Damals rettete die Sozialleistung Millionen von Arbeitsplätzen und war mit
ein Grund dafür, dass der Arbeitsmarkt in Deutschland im Zuge der
Finanzkrise 2008/2009 nicht dramatisch einbrach. In den Jahren danach galt
Deutschland als eine Art Beschäftigungswunder, auf das die europäischen
Nachbarstaaten neidisch blickten.
Allerdings hatte die Kurzarbeit damals eine andere Dimension: Im Mai 2009
waren rund 1,5 Millionen Menschen in Deutschland in Kurzarbeit. Im Mai 2020
hingegen bezogen 6,7 Millionen Menschen Kurzarbeitergeld, für den Juni geht
die Bundesagentur für Arbeit von 4,5 Millionen Menschen aus, die die
Leistung beziehen.
## Kurzarbeit mit Weiterbildung verbinden
Die Sonderregelungen in der Coronakrise sehen vor, das Kurzarbeitergeld bei
längerer Bezugsdauer auf eine Höhe von bis zu 87 Prozent des entgangenen
Nettolohnes aufzustocken. Auch die Sozialversicherungsbeiträge für die
Arbeitgeber werden dabei von der Bundesagentur übernommen. Normalerweise
beträgt das Kurzarbeitergeld nur 60 Prozent (Kinderlose), beziehungsweise
67 Prozent des entgangenen Nettolohnes.
Bundesarbeitsminister Hubertus Heil (SPD) schlägt laut Medienberichten vor,
die Aufstockung des regulären Kurzarbeitergelds und die Übernahme der
Sozialversicherungsbeiträge bis März 2022 zu verlängern, wobei die
Übernahme der Sozialbeiträge ab April 2021 davon abhängig gemacht werden
soll, dass die Unternehmen ihre MitarbeiterInnen in der Zeit weiterbilden.
Auch nach dem Willen der Union soll die Kurzarbeit mit Weiterbildung
verbunden werden. [2][Die Unionsfraktion ist zu einer Verlängerung des
Kurzarbeitergelds bereit, wenn die Voraussetzungen verschärft werden.] Die
Aufstockung des Kurzarbeitergelds auf bis zu 87 Prozent müsse „auf das alte
Niveau zurückgefahren werden“, sagte Union-Fraktionsvize Carsten Linnemann
der Rheinischen Post, „jetzt ist der Zeitpunkt gekommen, wo wir das Geld
nicht mehr mit vollen Händen ausgeben können“.

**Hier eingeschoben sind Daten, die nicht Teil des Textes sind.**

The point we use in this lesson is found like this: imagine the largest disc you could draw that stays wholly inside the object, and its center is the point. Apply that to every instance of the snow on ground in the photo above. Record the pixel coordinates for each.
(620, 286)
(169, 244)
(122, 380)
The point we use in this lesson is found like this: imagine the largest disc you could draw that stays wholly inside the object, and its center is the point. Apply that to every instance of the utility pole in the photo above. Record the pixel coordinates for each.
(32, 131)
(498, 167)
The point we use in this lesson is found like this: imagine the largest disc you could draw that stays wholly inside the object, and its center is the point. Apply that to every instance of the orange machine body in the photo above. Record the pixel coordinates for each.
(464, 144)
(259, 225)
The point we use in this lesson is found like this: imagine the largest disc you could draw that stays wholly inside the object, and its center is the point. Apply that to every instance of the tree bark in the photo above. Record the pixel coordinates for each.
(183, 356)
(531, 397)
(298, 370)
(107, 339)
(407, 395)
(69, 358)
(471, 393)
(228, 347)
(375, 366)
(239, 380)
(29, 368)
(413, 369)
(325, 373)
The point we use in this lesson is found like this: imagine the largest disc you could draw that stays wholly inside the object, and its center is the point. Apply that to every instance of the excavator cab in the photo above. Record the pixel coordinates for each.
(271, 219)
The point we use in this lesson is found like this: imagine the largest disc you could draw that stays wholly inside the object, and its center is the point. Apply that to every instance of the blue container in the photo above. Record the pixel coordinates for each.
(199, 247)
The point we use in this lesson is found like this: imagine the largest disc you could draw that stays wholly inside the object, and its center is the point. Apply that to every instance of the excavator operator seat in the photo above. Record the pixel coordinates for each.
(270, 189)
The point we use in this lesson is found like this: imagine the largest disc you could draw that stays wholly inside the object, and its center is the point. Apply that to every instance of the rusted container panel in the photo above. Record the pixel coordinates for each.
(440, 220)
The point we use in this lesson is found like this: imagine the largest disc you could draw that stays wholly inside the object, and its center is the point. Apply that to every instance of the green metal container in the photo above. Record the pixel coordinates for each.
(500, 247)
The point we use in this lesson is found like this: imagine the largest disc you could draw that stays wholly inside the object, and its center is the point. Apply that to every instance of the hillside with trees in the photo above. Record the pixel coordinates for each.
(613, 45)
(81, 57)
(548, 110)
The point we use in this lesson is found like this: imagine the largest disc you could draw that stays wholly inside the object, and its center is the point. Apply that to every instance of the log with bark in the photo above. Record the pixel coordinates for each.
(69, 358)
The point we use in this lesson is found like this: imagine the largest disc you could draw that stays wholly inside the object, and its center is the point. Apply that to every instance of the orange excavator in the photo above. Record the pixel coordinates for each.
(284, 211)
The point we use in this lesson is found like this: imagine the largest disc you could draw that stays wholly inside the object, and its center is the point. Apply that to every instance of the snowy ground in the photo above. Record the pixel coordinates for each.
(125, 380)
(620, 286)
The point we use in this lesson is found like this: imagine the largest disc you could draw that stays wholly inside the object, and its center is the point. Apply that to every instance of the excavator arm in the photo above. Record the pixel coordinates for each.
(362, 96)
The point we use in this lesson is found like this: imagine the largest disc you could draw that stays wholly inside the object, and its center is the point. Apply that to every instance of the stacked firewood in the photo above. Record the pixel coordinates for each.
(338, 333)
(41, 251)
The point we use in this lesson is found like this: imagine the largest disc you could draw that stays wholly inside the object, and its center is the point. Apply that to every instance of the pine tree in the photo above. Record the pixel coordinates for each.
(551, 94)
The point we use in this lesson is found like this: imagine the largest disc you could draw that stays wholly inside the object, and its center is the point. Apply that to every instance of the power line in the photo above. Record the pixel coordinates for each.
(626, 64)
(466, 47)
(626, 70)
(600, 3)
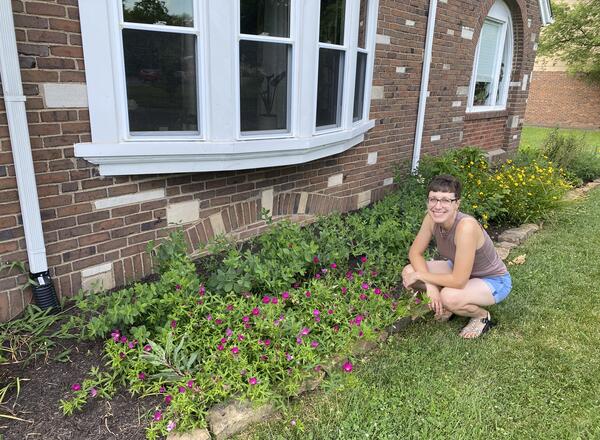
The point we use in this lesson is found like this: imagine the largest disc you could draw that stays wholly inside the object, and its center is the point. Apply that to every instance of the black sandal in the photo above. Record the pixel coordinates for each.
(475, 327)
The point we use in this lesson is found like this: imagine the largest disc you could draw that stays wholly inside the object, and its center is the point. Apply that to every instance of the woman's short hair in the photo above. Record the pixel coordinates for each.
(445, 183)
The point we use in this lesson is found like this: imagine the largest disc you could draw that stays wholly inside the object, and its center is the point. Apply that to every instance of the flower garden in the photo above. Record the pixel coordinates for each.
(256, 320)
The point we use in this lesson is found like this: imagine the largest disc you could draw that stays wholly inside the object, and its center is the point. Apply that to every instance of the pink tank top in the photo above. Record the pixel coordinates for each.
(487, 262)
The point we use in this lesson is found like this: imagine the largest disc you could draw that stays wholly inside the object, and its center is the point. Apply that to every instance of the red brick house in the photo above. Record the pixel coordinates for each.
(122, 119)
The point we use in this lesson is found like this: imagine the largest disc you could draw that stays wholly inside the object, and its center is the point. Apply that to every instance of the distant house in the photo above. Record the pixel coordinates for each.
(120, 120)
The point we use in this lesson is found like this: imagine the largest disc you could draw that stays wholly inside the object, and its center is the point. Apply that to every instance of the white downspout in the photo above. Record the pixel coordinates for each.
(14, 100)
(424, 84)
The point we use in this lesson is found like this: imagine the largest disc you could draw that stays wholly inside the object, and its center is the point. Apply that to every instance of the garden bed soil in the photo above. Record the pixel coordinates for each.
(42, 386)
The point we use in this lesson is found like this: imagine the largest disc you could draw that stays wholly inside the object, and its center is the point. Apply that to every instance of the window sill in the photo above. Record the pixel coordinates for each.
(474, 115)
(163, 157)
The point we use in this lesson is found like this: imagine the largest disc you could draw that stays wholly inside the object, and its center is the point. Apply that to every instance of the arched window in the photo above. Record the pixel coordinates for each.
(493, 61)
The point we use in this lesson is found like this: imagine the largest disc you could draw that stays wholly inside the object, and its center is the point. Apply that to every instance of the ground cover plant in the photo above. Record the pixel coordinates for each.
(535, 375)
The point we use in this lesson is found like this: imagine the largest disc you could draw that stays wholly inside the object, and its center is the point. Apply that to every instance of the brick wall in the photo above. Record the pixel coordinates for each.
(558, 99)
(87, 240)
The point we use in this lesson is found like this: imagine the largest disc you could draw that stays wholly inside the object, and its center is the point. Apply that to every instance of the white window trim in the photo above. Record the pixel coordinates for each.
(220, 145)
(499, 12)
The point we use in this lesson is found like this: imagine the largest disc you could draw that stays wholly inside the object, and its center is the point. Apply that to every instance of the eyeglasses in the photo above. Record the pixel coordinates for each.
(432, 201)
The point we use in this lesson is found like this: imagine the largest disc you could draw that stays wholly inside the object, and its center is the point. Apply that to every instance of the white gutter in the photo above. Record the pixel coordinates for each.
(424, 84)
(14, 100)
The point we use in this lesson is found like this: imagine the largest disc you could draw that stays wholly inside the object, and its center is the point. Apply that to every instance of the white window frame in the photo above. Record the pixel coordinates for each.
(499, 13)
(219, 145)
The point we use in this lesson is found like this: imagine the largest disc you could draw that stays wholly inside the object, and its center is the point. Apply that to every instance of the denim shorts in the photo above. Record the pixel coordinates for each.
(500, 285)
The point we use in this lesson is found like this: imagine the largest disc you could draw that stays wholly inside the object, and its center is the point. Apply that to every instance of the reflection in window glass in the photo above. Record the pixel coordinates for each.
(265, 17)
(264, 85)
(169, 12)
(160, 75)
(332, 21)
(359, 86)
(362, 23)
(329, 88)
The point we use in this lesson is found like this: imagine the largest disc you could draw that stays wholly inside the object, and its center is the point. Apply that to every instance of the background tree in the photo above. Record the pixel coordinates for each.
(574, 37)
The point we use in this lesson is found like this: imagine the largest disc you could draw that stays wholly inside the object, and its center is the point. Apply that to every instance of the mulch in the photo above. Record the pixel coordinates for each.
(44, 383)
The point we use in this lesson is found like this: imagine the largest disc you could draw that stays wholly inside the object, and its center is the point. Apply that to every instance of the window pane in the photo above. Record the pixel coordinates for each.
(362, 23)
(265, 17)
(359, 86)
(171, 12)
(332, 21)
(329, 88)
(264, 85)
(160, 75)
(486, 62)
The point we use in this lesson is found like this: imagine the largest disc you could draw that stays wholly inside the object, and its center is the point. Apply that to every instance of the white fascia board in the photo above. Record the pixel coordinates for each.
(546, 12)
(180, 157)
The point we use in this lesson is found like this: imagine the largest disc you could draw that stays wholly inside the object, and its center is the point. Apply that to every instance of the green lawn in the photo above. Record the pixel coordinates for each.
(536, 375)
(534, 136)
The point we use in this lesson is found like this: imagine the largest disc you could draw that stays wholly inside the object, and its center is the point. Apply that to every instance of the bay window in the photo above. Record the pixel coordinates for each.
(208, 85)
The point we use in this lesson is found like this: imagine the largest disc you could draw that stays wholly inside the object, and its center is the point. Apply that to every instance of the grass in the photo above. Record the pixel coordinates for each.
(534, 136)
(536, 375)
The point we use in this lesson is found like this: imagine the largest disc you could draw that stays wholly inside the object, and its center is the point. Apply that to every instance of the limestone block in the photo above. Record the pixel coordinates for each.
(197, 434)
(231, 418)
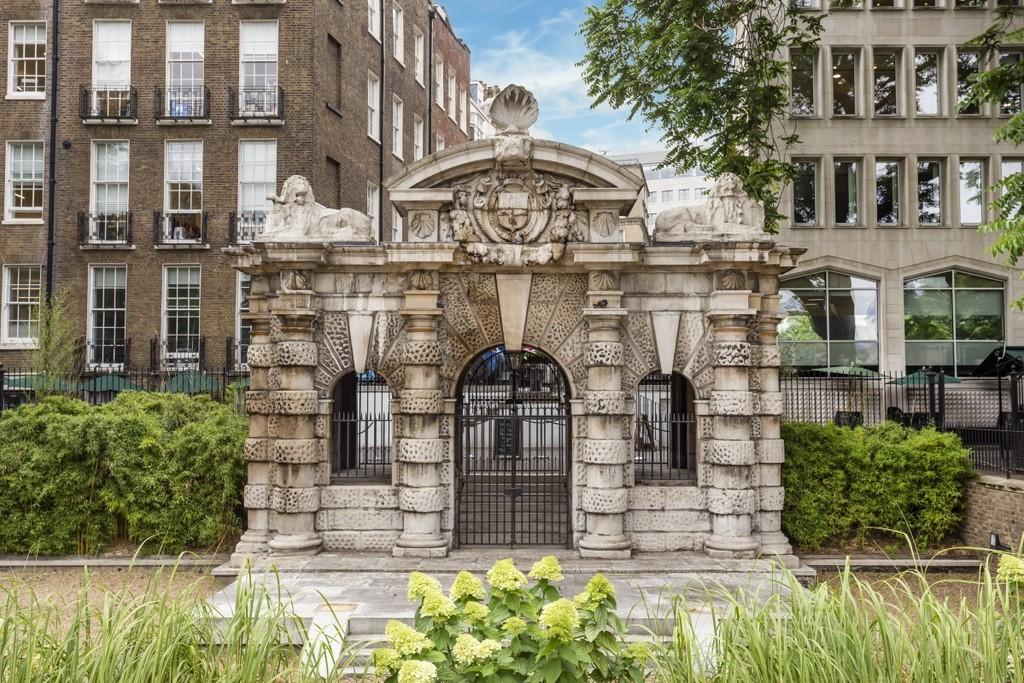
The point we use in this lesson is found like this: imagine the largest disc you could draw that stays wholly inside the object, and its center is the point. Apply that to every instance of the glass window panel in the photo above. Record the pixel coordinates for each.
(926, 69)
(968, 63)
(844, 83)
(887, 191)
(1012, 100)
(972, 188)
(847, 198)
(802, 83)
(885, 74)
(979, 314)
(928, 314)
(929, 193)
(804, 194)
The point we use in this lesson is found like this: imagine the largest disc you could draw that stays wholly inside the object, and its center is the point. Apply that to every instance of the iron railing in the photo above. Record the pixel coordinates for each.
(171, 227)
(182, 103)
(110, 103)
(104, 228)
(360, 438)
(246, 226)
(255, 103)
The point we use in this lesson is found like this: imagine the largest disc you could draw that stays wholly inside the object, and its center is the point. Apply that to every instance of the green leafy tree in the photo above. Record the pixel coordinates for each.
(713, 75)
(1001, 85)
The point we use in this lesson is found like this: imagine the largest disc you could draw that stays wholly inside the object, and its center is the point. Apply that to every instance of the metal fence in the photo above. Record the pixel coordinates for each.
(987, 415)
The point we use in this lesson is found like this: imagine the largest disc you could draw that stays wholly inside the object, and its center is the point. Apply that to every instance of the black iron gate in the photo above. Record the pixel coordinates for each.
(512, 436)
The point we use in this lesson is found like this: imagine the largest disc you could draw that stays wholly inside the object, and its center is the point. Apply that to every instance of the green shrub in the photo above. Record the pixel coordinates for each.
(169, 466)
(841, 482)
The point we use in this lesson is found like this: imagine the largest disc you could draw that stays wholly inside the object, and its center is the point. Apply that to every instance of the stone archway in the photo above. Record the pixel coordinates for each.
(513, 445)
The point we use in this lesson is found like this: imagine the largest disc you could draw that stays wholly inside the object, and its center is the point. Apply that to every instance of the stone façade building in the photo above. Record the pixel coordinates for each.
(515, 324)
(176, 119)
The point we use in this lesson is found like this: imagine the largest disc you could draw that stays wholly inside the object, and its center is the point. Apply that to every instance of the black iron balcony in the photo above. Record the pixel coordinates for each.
(182, 103)
(104, 229)
(113, 352)
(256, 104)
(246, 226)
(172, 228)
(177, 351)
(110, 104)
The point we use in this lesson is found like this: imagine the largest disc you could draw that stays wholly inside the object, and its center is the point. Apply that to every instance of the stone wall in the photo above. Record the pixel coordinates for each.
(994, 504)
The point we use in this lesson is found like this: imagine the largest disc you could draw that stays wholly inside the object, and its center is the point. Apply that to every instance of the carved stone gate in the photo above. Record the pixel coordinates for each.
(513, 452)
(522, 244)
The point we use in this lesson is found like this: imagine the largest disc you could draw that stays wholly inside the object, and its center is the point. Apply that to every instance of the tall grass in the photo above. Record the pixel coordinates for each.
(153, 637)
(852, 631)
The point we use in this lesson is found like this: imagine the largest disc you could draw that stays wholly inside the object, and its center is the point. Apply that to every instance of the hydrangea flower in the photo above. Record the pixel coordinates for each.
(437, 605)
(467, 586)
(386, 660)
(475, 611)
(420, 585)
(1011, 569)
(598, 590)
(547, 568)
(406, 639)
(513, 626)
(559, 620)
(415, 671)
(505, 577)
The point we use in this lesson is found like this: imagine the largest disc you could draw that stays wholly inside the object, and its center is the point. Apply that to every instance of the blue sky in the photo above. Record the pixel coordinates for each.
(535, 43)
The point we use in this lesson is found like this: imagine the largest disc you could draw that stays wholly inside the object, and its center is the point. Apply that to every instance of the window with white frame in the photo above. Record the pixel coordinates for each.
(185, 60)
(181, 313)
(373, 107)
(373, 206)
(109, 191)
(463, 109)
(183, 190)
(24, 186)
(243, 328)
(453, 93)
(111, 68)
(108, 293)
(27, 59)
(20, 305)
(419, 140)
(374, 18)
(419, 49)
(398, 39)
(397, 132)
(258, 71)
(439, 83)
(257, 181)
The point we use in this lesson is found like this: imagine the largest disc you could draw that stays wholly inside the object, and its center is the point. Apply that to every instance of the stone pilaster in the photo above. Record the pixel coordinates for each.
(732, 498)
(294, 408)
(256, 495)
(605, 451)
(421, 449)
(769, 445)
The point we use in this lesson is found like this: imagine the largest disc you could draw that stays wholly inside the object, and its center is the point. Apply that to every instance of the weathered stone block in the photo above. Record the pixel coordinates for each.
(729, 453)
(604, 501)
(732, 502)
(422, 500)
(421, 450)
(605, 452)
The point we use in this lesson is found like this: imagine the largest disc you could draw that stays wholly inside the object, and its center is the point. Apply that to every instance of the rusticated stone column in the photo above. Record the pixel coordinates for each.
(420, 446)
(256, 495)
(606, 450)
(769, 445)
(732, 500)
(294, 406)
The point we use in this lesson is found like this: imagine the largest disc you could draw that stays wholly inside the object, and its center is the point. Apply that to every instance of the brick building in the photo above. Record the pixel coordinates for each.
(177, 118)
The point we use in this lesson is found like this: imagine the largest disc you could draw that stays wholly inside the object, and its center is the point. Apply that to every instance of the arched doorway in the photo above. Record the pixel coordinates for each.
(665, 436)
(512, 451)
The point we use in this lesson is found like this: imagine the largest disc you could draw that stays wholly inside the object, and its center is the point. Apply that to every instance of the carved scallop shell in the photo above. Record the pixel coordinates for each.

Auch der Arbeitgeberverband Gesamtmetall und die Gewerkschaften sind für
eine Verlängerung der Bezugsdauer mit den Sonderregelungen. Michael
Hüther, Direktor des arbeitgebernahen Instituts der Deutschen Wirtschaft
(IW) warnt allerdings vor „Breitbandanwendungen“ des Kurzarbeitergelds. Die
Lage der Betriebe werde im Zuge der Konjunkturerholung „differenzierter“.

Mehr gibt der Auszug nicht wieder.